Em julho de 2026, o mecanismo está em implantação gradual. A legislação e a regulamentação já foram publicadas, e a primeira versão do manual técnico da plataforma foi disponibilizada em junho de 2026. A aplicação dependerá do cronograma oficial e da integração dos meios de pagamento.
O split payment será aplicado ao Pix?
A documentação técnica inclui Pix Dinâmico, Pix Automático e Pix Estático. A utilização prática será ampliada conforme cada modalidade for integrada e incluída nas etapas oficiais.
O imposto será retirado da conta da empresa?
A lógica principal é separar o tributo durante a liquidação do pagamento, antes que o valor completo seja disponibilizado ao vendedor. Não se trata necessariamente de retirar posteriormente um dinheiro que já entrou na conta.
O cliente pagará dois valores?
A tendência é que não. O cliente paga o valor total da compra, e o sistema divide internamente quanto será enviado ao fornecedor e quanto será destinado aos tributos.

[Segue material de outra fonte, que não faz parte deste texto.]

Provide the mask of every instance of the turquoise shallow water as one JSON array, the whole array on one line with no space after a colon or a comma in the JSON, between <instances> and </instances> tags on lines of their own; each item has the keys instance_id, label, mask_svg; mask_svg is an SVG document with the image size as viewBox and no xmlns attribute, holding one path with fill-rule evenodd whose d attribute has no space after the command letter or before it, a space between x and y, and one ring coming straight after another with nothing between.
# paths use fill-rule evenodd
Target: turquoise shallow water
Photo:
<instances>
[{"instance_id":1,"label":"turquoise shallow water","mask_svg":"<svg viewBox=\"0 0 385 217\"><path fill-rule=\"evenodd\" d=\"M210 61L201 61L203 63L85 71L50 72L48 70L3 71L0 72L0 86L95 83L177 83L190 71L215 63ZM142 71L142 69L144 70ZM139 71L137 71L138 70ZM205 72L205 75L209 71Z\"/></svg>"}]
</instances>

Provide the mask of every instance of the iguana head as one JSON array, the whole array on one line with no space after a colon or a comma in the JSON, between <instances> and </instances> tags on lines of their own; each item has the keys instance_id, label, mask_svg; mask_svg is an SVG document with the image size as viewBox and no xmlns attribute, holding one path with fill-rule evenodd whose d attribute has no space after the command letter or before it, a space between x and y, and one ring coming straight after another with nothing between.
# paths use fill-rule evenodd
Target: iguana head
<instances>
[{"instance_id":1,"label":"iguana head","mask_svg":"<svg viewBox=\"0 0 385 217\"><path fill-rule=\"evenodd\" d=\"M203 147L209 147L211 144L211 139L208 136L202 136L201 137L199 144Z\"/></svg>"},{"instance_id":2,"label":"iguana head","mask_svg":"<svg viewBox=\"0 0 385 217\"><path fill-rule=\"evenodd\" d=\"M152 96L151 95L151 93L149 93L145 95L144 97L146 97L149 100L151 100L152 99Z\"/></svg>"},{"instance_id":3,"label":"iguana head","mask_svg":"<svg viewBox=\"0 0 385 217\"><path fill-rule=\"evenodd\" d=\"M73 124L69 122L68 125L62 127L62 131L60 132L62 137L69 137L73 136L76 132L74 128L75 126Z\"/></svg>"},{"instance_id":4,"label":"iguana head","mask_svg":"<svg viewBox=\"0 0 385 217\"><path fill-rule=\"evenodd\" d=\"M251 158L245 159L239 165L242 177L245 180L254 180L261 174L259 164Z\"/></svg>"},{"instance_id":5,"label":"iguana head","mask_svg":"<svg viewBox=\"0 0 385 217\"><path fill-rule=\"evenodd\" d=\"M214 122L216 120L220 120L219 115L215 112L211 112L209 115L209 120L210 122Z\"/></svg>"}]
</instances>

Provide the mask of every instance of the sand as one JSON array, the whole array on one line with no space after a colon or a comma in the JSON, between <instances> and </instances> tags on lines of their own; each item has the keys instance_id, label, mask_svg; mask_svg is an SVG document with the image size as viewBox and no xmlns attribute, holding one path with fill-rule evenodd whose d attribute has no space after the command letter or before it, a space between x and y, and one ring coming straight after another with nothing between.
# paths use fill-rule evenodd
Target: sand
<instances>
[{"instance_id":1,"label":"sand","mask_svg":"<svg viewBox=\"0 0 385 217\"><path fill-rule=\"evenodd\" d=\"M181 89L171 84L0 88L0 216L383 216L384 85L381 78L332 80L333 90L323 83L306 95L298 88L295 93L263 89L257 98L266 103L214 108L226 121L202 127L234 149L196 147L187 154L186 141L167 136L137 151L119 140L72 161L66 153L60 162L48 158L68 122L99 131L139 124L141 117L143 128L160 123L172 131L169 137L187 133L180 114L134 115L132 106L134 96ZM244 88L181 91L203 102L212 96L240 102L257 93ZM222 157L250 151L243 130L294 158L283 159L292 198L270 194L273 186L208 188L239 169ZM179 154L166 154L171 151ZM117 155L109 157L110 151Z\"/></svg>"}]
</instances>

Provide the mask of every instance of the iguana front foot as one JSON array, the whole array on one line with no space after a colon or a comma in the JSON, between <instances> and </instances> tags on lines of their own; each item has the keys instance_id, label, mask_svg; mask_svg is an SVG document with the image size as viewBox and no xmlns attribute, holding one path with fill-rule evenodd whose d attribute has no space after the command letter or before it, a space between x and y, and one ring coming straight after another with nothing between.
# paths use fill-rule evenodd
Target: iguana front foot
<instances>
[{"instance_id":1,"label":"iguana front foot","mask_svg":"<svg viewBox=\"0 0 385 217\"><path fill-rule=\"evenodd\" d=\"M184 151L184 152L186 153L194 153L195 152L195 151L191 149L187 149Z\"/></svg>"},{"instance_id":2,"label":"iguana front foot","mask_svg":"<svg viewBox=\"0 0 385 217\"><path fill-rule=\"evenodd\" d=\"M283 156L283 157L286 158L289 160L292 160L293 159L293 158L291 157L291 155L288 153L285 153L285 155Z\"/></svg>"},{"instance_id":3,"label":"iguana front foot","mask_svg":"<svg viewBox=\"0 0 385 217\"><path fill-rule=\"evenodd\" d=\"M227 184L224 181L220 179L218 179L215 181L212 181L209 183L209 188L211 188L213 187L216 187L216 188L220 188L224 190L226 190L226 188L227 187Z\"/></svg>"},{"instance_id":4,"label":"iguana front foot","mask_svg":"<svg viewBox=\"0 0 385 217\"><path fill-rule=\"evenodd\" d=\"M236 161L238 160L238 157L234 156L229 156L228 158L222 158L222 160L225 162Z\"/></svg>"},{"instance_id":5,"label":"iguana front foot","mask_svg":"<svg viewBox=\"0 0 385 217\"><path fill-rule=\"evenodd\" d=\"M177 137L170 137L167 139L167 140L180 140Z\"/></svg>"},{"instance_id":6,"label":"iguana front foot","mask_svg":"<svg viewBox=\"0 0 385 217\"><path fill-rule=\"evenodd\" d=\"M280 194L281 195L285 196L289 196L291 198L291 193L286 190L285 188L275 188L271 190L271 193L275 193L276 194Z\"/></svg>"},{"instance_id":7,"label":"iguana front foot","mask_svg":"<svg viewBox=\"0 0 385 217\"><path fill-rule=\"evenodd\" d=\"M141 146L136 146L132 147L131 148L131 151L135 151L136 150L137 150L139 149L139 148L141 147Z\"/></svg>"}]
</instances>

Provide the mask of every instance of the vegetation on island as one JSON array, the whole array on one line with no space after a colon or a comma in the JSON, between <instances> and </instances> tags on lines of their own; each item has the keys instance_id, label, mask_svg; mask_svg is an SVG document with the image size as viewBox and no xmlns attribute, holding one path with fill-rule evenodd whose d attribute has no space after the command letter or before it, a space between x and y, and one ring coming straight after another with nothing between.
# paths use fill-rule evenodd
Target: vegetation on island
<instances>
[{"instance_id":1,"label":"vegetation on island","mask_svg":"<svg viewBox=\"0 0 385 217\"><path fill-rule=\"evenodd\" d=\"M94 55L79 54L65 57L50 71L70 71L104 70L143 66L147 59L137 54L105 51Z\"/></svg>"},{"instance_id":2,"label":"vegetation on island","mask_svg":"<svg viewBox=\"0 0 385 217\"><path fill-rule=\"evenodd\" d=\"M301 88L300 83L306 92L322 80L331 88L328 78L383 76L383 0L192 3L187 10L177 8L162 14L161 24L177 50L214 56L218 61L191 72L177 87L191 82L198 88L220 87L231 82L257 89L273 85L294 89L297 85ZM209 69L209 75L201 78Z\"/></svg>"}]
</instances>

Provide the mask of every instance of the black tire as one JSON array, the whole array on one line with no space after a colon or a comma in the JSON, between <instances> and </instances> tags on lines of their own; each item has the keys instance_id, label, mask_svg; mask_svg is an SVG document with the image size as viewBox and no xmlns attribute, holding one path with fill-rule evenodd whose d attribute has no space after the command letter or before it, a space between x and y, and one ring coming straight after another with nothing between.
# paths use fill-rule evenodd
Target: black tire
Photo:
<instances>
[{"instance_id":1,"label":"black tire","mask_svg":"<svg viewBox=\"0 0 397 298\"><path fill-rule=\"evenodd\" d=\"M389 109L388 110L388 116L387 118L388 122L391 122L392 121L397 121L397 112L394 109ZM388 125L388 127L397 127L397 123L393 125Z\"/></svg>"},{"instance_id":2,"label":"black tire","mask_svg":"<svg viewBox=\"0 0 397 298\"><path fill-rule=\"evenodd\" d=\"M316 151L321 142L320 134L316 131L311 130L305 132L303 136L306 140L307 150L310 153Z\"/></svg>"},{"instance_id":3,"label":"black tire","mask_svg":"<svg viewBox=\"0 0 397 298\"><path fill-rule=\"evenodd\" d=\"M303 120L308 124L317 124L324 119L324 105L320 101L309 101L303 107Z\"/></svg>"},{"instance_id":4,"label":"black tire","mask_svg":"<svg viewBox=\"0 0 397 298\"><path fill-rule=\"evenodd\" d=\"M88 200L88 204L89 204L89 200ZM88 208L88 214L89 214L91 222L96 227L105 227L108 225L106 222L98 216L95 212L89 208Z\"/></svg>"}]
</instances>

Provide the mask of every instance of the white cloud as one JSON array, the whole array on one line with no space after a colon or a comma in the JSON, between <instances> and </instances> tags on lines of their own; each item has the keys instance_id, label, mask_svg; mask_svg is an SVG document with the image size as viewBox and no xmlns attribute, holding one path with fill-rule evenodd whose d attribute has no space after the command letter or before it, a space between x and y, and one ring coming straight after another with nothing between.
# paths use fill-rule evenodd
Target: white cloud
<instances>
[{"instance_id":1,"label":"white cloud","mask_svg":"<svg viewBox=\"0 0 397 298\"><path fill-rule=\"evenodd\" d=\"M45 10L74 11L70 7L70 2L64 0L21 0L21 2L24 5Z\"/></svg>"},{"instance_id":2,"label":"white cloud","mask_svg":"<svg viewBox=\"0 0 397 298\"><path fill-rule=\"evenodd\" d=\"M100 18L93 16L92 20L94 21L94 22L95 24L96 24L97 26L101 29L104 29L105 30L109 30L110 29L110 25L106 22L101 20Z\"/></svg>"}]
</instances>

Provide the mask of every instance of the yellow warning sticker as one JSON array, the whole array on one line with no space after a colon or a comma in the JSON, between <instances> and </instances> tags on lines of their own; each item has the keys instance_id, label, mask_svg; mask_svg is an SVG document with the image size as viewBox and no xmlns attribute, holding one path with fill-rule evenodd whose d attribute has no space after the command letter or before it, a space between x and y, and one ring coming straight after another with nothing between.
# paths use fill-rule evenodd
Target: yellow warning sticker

O split payment afetará lojas virtuais?
Sim. Lojas virtuais precisarão conciliar pedido, nota fiscal, pagamento, taxas, impostos segregados, estornos e valor líquido recebido.
Empresas do Simples Nacional terão split payment?
O tratamento dependerá do enquadramento da empresa, da opção relativa ao recolhimento de IBS e CBS e das regras aplicáveis ao Simples. Cada caso deve ser analisado com a contabilidade.
O split payment reduzirá o dinheiro disponível no caixa?
Pode reduzir. A parcela do imposto que antes entrava temporariamente na conta poderá ser separada durante o pagamento.
O que acontece se o sistema separar imposto demais?
A legislação e os sistemas de apuração preveem o tratamento de valores recolhidos em excesso. A operação prática dependerá do procedimento utilizado e da regulamentação aplicável.
A empresa precisa mudar o site?
Nem todo site precisará ser reconstruído. Porém, lojas virtuais e sistemas que registram pagamentos devem revisar integrações, cadastros, emissão fiscal e conciliação financeira.
Quando a empresa deve começar a se preparar?
A preparação deve começar antes da aplicação completa. Revisar os cadastros, os meios de pagamento, os documentos fiscais, o fluxo de caixa e as integrações reduz o risco de problemas durante a transição.
Este conteúdo possui finalidade informativa e não substitui orientação contábil, tributária ou jurídica adequada à realidade de cada empresa.